Subtract the Corruption: Training-Data-Free Corrective Machine Unlearning using Task Arithmetic
Mostafa Mozafari , Farooq Ahmad Wani , Maria Sofia Bucarelli , Fabrizio Silvestri
Published on arXiv
2511.18660
Model Poisoning
OWASP ML Top 10 — ML10
Data Poisoning Attack
OWASP ML Top 10 — ML02
Key Finding
CUTS nearly eliminates backdoor attack success rates and recovers a large fraction of label-noise utility without access to clean data or original training samples, outperforming state-of-the-art source-free CMU methods.
CUTS (Corrective Unlearning in Task Space)
Novel technique introduced
Corrupted training data are ubiquitous. Corrective Machine Unlearning (CMU) seeks to remove the influence of such corruption post-training. Prior CMU typically assumes access to identified corrupted training samples (a "forget set"). However, in many real-world scenarios the training data are no longer accessible. We formalize source-free CMU, where the original training data are unavailable and, consequently, no forget set of identified corrupted training samples can be specified. Instead, we assume a small proxy (surrogate) set of corrupted samples that reflect the suspected corruption type without needing to be the original training samples. In this stricter setting, methods relying on forget set are ineffective or narrow in scope. We introduce Corrective Unlearning in Task Space (CUTS), a lightweight weight space correction method guided by the proxy set using task arithmetic principles. CUTS treats the clean and the corruption signal as distinct tasks. Specifically, we briefly fine-tune the corrupted model on the proxy to amplify the corruption mechanism in the weight space, compute the difference between the corrupted and fine-tuned weights as a proxy task vector, and subtract a calibrated multiple of this vector to cancel the corruption.
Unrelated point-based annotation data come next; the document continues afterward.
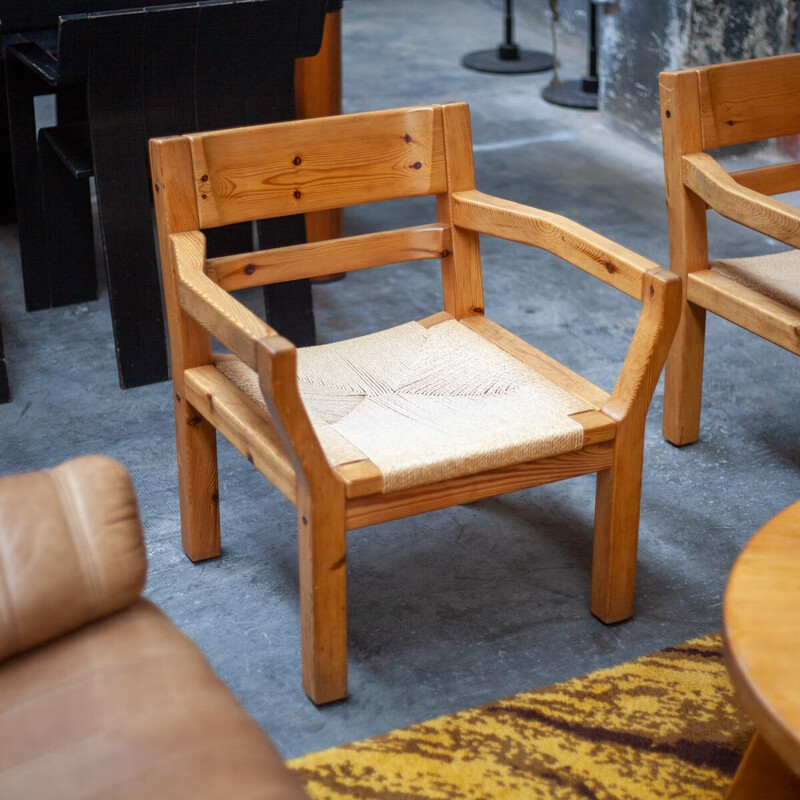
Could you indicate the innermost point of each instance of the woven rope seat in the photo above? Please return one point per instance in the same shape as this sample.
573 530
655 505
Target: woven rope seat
427 404
776 275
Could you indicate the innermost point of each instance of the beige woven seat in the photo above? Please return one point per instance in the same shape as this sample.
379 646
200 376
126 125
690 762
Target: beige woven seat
703 109
430 414
427 404
776 275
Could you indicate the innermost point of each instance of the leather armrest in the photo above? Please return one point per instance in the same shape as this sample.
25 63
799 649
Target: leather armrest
71 550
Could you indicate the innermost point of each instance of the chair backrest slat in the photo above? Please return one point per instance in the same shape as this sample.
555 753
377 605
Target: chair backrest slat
318 259
749 100
310 165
Without access to clean data or a forget set, CUTS recovers a large fraction of the lost utility under label noise and, for backdoor triggers, nearly eliminates the attack with minimal damage to utility, outperforming state-of-the-art specialized CMU methods in source-free setting.
Key Contributions
- Formalizes source-free Corrective Machine Unlearning (CMU) where neither the original training data nor a labeled forget set is available — only a small proxy set of corrupted samples
- Introduces CUTS (Corrective Unlearning in Task Space), which fine-tunes the corrupted model on the proxy to amplify corruption in weight space, computes a proxy task vector, and subtracts a calibrated multiple to cancel the corruption signal
- Demonstrates CUTS nearly eliminates backdoor attacks and significantly recovers utility under label noise without clean data, outperforming specialized state-of-the-art CMU baselines in the source-free setting
🛡️ Threat Analysis
Label noise / label-flipping corruption is the other primary experimental setting explicitly addressed — the paper defends against training-time data poisoning (corrupted labels) and recovers a large fraction of lost utility, a direct ML02 defense contribution.
CUTS directly defends against backdoor/trojan attacks by amplifying the corruption in weight space via proxy fine-tuning, computing a proxy task vector, and subtracting it to cancel the backdoor — the paper reports 'nearly eliminates the attack' for backdoor triggers, making backdoor removal a primary contribution.